Hemen ardından aşağıdakilerle ilk bağlantı kurulunca o andan itibaren tüm imkanlar seferber edilmiş.
Olayın üzerinden yaklaşık 8 saat sonra Kurtaran gemisi gelmiş ve kesintisiz 3 gün sürecek olan kurtarma çalışmalarına başlamış.
Hava şartları ve boğazın engellenemez akıntısına karşı yapılan tüm çalışmalara rağmen bahriyelilere bir türlü ulaşılamıyormuş.
Denizaltıyla irtibatı sağlayan kablo da kopunca mürettebatın söylediği, “Vatan sağ olsun…” sözleri akıllarda kalan son sözler olmuş.
90m. Derinlikteki bahriyelilerden bir daha haber alınamamış ve onlara ulaşılamamış.

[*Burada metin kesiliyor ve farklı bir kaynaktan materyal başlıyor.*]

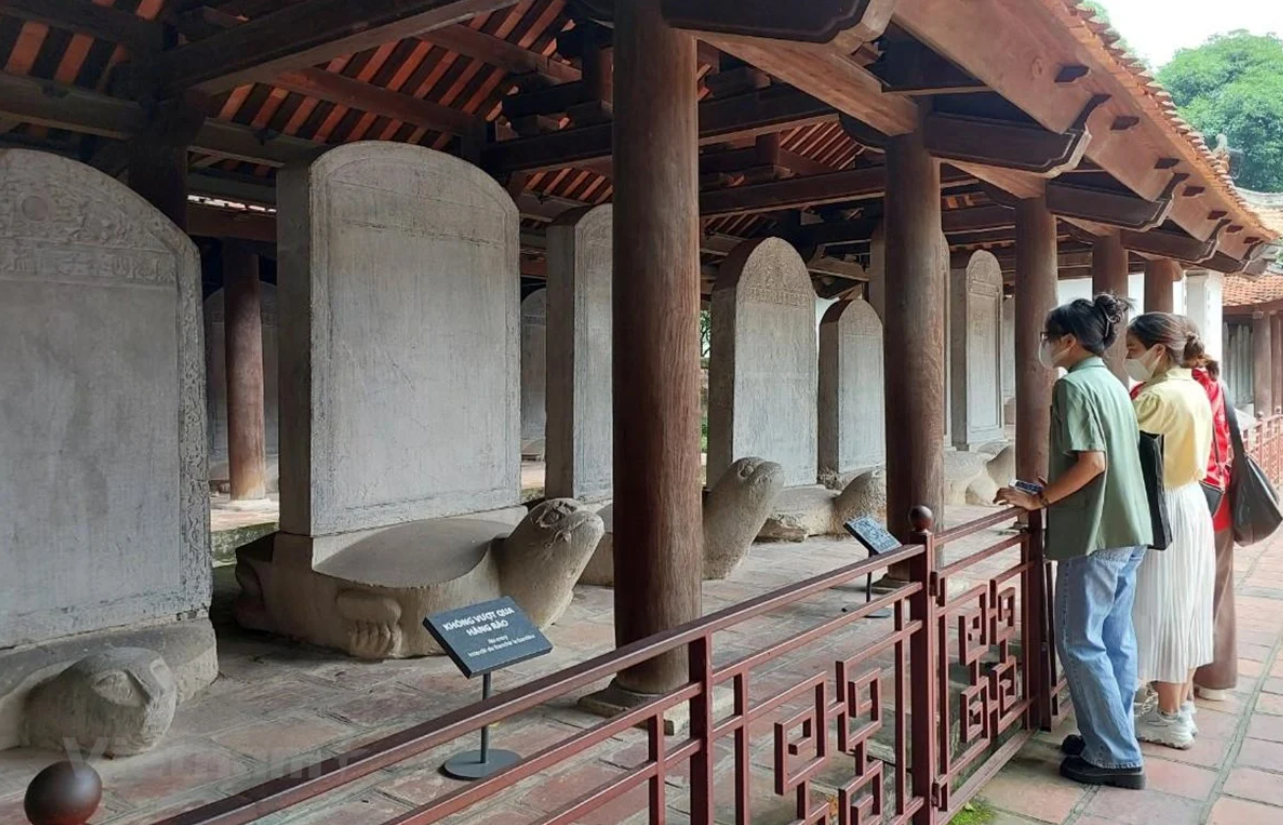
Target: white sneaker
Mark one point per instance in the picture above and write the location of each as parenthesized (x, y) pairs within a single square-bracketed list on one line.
[(1146, 699), (1161, 729), (1213, 696), (1187, 712)]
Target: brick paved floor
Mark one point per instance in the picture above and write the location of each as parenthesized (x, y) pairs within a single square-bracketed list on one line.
[(277, 707), (1233, 775)]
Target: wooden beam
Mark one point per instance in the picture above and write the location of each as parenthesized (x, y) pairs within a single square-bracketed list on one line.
[(59, 105), (379, 100), (1174, 245), (811, 190), (137, 35), (501, 53), (1021, 62), (910, 68), (1107, 207), (720, 119), (1027, 148), (829, 73), (548, 100), (299, 35), (814, 21), (213, 222)]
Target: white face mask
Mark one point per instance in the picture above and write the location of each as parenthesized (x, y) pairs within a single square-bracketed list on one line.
[(1139, 368)]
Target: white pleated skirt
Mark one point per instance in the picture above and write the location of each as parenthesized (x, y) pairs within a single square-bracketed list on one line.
[(1173, 612)]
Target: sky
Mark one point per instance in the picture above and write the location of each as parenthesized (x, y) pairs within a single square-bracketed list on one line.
[(1157, 28)]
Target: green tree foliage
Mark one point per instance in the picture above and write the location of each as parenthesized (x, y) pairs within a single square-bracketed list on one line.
[(1233, 85), (1098, 10)]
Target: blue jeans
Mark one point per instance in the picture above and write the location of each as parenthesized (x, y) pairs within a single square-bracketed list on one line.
[(1097, 646)]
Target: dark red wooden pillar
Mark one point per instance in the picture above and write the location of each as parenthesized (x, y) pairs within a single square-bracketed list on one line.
[(1263, 365), (1110, 275), (656, 297), (158, 157), (158, 171), (1160, 284), (914, 357), (1275, 359), (243, 317), (1037, 273)]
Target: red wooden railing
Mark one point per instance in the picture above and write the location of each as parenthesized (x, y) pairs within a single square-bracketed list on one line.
[(901, 725), (1263, 439)]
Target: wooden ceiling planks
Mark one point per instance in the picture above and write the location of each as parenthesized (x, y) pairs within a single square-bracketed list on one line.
[(499, 51)]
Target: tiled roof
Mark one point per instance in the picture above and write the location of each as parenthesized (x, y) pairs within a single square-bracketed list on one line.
[(1157, 103), (1247, 291)]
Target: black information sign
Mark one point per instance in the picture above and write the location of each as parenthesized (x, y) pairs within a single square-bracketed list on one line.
[(876, 540), (488, 635), (873, 535)]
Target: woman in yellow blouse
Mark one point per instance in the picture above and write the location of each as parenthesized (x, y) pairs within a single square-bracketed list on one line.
[(1173, 612)]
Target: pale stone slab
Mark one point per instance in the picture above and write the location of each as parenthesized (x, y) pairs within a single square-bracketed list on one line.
[(1009, 359), (534, 374), (103, 488), (216, 372), (977, 352), (764, 365), (852, 406), (399, 340), (580, 420)]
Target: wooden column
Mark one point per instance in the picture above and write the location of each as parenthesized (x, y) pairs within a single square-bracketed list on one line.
[(1160, 282), (1263, 365), (158, 157), (1109, 275), (158, 171), (658, 520), (1275, 361), (914, 330), (246, 439), (1036, 295)]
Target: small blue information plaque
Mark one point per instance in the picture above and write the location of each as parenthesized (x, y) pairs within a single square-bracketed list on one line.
[(486, 635), (873, 535)]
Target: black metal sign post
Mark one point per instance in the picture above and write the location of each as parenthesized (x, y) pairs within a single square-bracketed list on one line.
[(480, 639), (876, 540)]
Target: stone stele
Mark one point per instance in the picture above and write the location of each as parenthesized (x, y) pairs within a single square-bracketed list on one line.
[(852, 408), (734, 512), (117, 702), (762, 372), (103, 490), (975, 377), (399, 340), (400, 411), (580, 424), (371, 598)]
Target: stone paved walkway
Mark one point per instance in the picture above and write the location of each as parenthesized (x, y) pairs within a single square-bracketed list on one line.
[(1233, 775), (277, 707)]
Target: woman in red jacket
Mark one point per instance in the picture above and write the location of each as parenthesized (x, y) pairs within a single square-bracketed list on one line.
[(1215, 681)]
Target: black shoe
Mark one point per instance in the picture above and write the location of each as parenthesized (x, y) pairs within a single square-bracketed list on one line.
[(1082, 771)]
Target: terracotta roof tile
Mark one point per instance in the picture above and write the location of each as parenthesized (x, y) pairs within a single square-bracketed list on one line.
[(1157, 100), (1249, 291)]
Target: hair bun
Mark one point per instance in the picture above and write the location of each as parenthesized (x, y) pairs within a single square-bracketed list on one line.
[(1113, 307)]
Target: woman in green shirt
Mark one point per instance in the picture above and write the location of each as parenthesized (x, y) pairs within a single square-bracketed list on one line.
[(1097, 530)]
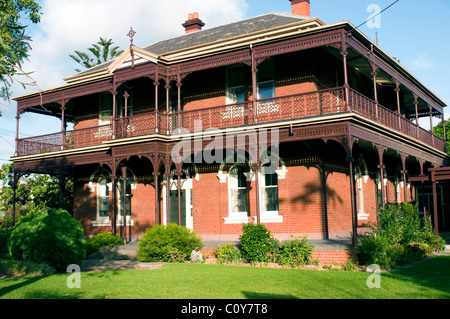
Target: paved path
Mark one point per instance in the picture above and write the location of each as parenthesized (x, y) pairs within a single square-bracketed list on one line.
[(122, 257)]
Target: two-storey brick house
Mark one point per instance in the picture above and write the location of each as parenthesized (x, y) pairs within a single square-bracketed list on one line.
[(336, 113)]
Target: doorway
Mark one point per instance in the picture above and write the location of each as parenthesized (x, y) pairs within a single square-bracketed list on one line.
[(185, 202)]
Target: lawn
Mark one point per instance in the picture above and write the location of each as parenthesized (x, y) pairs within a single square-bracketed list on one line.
[(426, 280)]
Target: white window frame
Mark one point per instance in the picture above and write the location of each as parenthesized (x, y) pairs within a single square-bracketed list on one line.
[(268, 216), (101, 188), (129, 221), (360, 194), (233, 184), (268, 106)]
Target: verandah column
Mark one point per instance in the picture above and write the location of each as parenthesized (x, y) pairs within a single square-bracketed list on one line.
[(381, 167), (157, 210), (344, 54), (124, 202), (403, 157), (397, 92), (17, 133), (156, 84), (114, 204), (416, 102), (350, 161), (256, 168), (168, 176), (435, 209), (375, 91)]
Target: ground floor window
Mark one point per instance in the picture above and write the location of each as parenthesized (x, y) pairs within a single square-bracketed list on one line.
[(102, 199), (269, 201), (237, 195)]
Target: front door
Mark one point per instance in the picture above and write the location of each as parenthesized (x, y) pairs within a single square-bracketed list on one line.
[(185, 202), (173, 217)]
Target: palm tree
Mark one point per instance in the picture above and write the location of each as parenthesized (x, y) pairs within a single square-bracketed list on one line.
[(102, 51)]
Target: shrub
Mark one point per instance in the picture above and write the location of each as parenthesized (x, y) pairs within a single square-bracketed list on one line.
[(295, 252), (373, 250), (196, 257), (399, 237), (5, 234), (257, 244), (102, 239), (52, 237), (170, 243), (14, 268), (228, 253)]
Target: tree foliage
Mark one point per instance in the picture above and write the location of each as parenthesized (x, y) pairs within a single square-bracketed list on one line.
[(34, 192), (102, 51), (439, 132), (14, 42), (52, 237)]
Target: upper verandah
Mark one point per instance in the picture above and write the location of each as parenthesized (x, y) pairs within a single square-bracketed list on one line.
[(256, 32)]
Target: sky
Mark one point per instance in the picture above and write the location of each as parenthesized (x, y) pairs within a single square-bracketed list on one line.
[(417, 32)]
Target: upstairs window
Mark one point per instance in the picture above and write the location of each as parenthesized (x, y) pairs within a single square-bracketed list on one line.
[(102, 199), (105, 110), (238, 191), (235, 89), (269, 191)]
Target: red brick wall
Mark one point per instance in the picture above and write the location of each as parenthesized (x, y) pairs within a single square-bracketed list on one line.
[(300, 205)]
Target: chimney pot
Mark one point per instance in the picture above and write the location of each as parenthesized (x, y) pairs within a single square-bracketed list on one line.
[(301, 7), (193, 23)]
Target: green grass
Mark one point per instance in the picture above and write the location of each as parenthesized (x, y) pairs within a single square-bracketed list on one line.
[(426, 280)]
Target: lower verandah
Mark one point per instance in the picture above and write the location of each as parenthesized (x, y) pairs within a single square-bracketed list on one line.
[(212, 207)]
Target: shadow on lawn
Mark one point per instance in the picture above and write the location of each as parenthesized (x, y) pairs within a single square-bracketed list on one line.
[(257, 295), (429, 274), (28, 281)]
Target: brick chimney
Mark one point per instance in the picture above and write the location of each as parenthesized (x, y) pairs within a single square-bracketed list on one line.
[(193, 23), (301, 7)]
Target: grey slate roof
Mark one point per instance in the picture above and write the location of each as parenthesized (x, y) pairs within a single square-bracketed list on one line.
[(242, 27), (259, 23)]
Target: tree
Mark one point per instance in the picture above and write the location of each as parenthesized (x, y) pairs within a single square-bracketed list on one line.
[(34, 192), (14, 42), (102, 51), (439, 132)]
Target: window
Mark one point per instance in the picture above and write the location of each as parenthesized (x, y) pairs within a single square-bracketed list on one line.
[(128, 201), (238, 190), (235, 84), (102, 199), (266, 90), (269, 191), (121, 104), (237, 184), (105, 111)]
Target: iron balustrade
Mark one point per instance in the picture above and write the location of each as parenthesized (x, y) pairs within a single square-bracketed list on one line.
[(316, 103)]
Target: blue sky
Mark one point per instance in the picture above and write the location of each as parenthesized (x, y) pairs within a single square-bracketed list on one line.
[(414, 31)]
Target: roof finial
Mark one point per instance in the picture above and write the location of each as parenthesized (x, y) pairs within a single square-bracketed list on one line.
[(131, 35)]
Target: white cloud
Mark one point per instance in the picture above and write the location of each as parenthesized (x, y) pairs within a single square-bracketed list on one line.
[(422, 62), (68, 25)]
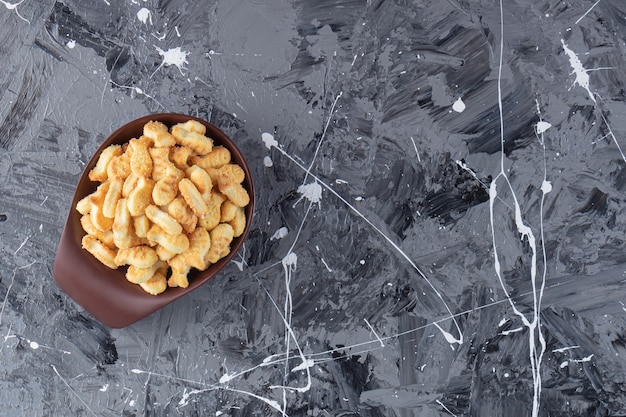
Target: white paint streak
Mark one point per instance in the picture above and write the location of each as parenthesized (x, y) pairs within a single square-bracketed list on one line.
[(564, 349), (144, 15), (72, 390), (458, 106), (319, 144), (416, 151), (445, 408), (582, 78), (173, 56), (382, 344), (395, 246), (525, 232)]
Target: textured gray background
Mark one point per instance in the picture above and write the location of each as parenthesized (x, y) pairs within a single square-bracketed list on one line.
[(362, 303)]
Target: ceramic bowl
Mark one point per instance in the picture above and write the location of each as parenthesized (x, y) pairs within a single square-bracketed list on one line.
[(104, 292)]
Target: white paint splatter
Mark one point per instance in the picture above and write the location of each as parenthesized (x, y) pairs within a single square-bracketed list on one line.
[(458, 106), (269, 140), (582, 78), (13, 6), (173, 56), (144, 15), (546, 187), (280, 233), (311, 191)]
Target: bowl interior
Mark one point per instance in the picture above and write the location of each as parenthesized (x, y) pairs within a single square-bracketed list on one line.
[(104, 292)]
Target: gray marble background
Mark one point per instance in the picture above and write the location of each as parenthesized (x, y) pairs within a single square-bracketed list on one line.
[(440, 220)]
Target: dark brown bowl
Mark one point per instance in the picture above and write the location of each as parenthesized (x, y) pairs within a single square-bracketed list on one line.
[(104, 292)]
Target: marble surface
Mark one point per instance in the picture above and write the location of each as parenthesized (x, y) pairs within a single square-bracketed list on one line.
[(440, 206)]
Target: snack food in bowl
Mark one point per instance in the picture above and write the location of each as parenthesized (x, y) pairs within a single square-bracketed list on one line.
[(163, 206)]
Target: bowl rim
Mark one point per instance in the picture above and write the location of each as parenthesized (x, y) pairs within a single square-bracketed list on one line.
[(104, 292)]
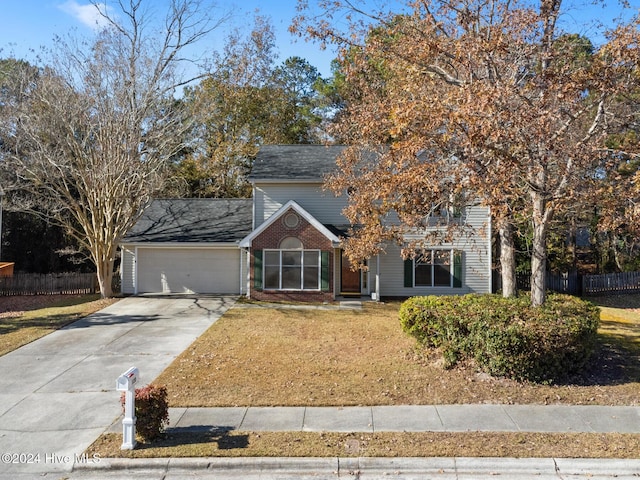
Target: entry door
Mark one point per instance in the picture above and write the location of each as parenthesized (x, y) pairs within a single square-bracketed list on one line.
[(350, 280)]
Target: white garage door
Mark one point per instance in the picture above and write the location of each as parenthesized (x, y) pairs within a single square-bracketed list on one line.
[(166, 270)]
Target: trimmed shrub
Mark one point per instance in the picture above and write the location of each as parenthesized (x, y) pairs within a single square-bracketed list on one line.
[(151, 410), (506, 337)]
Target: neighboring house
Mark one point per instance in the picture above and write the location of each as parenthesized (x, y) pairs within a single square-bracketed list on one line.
[(285, 243)]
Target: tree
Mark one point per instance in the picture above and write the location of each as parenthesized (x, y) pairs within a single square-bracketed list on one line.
[(485, 97), (246, 101), (229, 108), (87, 145)]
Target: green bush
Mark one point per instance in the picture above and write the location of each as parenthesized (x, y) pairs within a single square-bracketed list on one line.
[(151, 411), (506, 337)]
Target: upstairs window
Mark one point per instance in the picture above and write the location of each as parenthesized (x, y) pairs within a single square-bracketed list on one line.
[(291, 267), (434, 268)]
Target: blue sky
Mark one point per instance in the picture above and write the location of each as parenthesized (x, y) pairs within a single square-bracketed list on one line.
[(29, 24)]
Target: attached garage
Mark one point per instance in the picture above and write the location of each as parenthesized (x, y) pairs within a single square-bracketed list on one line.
[(187, 246), (189, 270)]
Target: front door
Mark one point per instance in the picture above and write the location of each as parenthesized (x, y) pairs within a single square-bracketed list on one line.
[(350, 279)]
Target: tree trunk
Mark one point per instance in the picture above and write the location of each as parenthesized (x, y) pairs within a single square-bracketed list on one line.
[(539, 255), (507, 259)]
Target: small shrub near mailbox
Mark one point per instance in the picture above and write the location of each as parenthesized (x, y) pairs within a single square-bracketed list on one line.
[(506, 337), (151, 410)]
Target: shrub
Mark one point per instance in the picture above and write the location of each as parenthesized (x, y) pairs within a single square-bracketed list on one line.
[(506, 337), (151, 411)]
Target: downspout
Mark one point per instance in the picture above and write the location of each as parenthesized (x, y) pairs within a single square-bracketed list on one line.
[(378, 278)]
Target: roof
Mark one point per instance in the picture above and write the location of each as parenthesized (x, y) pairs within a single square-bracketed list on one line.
[(193, 220), (295, 162)]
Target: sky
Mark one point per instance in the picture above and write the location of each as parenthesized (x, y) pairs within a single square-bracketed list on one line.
[(29, 24)]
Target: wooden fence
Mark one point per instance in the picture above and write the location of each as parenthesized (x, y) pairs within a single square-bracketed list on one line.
[(48, 284), (557, 282), (611, 283)]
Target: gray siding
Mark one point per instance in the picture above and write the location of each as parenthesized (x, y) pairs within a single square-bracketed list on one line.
[(476, 261), (323, 205)]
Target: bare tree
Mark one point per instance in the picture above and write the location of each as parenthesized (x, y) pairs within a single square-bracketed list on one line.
[(504, 103), (88, 143)]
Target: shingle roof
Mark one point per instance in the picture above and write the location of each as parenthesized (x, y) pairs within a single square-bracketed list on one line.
[(193, 220), (295, 162)]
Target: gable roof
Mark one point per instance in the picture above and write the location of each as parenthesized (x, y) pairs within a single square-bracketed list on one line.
[(291, 204), (193, 220), (294, 163)]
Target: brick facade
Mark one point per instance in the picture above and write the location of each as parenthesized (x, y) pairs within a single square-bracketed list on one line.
[(311, 238)]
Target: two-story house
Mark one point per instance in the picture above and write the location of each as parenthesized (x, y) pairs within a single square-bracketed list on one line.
[(285, 242)]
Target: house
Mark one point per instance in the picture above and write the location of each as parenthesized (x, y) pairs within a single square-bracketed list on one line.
[(285, 242)]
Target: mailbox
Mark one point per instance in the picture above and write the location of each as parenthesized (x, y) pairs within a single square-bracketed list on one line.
[(127, 381)]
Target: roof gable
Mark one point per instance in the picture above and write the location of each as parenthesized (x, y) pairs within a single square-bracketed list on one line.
[(294, 162), (291, 204), (193, 220)]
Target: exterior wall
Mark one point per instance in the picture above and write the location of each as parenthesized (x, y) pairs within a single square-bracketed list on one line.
[(323, 205), (311, 239), (476, 261)]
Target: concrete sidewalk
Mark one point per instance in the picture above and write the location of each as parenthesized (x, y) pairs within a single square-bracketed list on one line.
[(57, 394), (409, 418)]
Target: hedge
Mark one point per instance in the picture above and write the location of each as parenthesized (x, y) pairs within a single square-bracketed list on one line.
[(506, 337)]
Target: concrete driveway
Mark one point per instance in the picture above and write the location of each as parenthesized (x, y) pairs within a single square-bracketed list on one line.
[(57, 394)]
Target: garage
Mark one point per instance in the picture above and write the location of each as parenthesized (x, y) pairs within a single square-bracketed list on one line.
[(196, 270), (188, 245)]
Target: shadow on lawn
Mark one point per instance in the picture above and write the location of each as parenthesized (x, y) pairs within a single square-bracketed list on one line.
[(196, 434)]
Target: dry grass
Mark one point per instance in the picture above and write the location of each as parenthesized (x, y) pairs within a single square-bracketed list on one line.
[(329, 444), (269, 356), (265, 357), (24, 319)]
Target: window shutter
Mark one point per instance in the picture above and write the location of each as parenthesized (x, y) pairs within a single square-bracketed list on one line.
[(324, 271), (457, 269), (408, 273), (257, 269)]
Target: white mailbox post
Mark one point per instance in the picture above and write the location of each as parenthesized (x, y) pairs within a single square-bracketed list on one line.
[(127, 383)]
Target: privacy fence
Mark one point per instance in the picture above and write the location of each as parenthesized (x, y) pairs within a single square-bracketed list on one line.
[(48, 284), (611, 283), (587, 285)]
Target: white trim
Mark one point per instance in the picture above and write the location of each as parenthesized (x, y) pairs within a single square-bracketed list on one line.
[(291, 204), (180, 245), (302, 266)]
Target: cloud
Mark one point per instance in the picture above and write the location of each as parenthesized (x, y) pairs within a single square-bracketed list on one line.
[(86, 14)]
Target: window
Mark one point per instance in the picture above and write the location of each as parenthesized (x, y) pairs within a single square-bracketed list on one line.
[(291, 267), (434, 268)]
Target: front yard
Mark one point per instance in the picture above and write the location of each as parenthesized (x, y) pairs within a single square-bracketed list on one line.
[(266, 356), (270, 356)]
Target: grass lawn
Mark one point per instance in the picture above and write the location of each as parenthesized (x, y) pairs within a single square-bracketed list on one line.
[(253, 357), (24, 319), (265, 357)]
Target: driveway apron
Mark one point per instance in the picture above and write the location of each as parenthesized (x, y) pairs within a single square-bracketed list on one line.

Acı haber, 7 Nisan’da tüm ülkeye resmi olarak radyodan duyurulmuş ve 4 Nisan ‘Deniz Şehitlerini Anma Günü’ olarak ilan edilmiş.
Şehit olan askerler arasında, Pendik’te yaşayan onbaşı ve erler olduğu bilinmekte.
O yıl ülkemizde büyük yas yaşandığı gibi, ilçemizde de birkaç nişanlı kızın gözyaşları uzun süre dinmemiş.
Hatta içlerinden biri, nişanlısının yasını son nefesine kadar tutmuş ve hiç evlenmemiş.
Dumlupınar denizaltısında şehit olan ‘bahriyelilerimize’ Allah’tan rahmet diliyorum.